A força desta externalidade fica comprovada quando relembramos o filme italian Por uma questão de honra. Um homem se vê forçado a fugir de sua aldeia, na Sicília, acusado de um crime que não cometeu. Para ser absolvido, os chefes da Máfia exigem que ele volte às ocultas e pratique outro crime, do qual não será suspeito, é claro, porque ninguém saberá de sua presença. Mas ele é recém-casado e foi obrigado a fugir antes mesmo de consumar seu matrimônio, assim aproveita o seu retorno às escondidas para passar uma noite com sua mulher. Quando é absolvido e pode retornar oficialmente à aldeia, sua mulher está grávida. Ele contará a todos que o filho é seu? Neste caso, será condenado a longa pena de prisão; pior, nem acreditarão nele, e sua honra também se perderá. Resta-lhe a seguinte alternativa: ou aceita o suposto adultério da mulher, e a infâmia para si, ou mata-a, e assim recupera a honra, até mesmo a aumenta, porque se limpou da indignidade. É esta a sua escolha, difícil e trágica. Ele sucumbiu à opinião pública, salvando sua “honra”, mesmo que à custa de destruí-la em sua mulher, ou melhor, sem nem levar em conta a esposa e seu renome, pois se trata de um drama característico a uma sociedade de homens. Numa ação dessas não contam a verdade ou a intenção – apenas o aspecto público, a fama ou infâmia. O que importa não é o que se é, mas o que parece ser.

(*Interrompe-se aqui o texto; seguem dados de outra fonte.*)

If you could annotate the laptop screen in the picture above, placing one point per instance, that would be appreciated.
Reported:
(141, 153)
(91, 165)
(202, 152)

A preocupação com o interno ou as intenções é herdeira do cristianismo e seu dogma da salvação, individual. Para ser salvo é necessário atingir o âmago individual: as inclinações, os objetivos e a verdade de cada um, mesmo que seja em detrimento do lado público. A figura do Cristo crucificado instaura definitivamente a dicotomia entre o aparente e o ser: Ele foi crucificado ao lado e da mesma forma que os ladrões, mas, na verdade, Ele é o “Salvador”. Sua imagem na cruz, que os cristãos carregam no pescoço, invoca a separação entre o que “parece ser” e o mundo interno das intenções e da verdade, em total e permanente confronto com a honra aparente.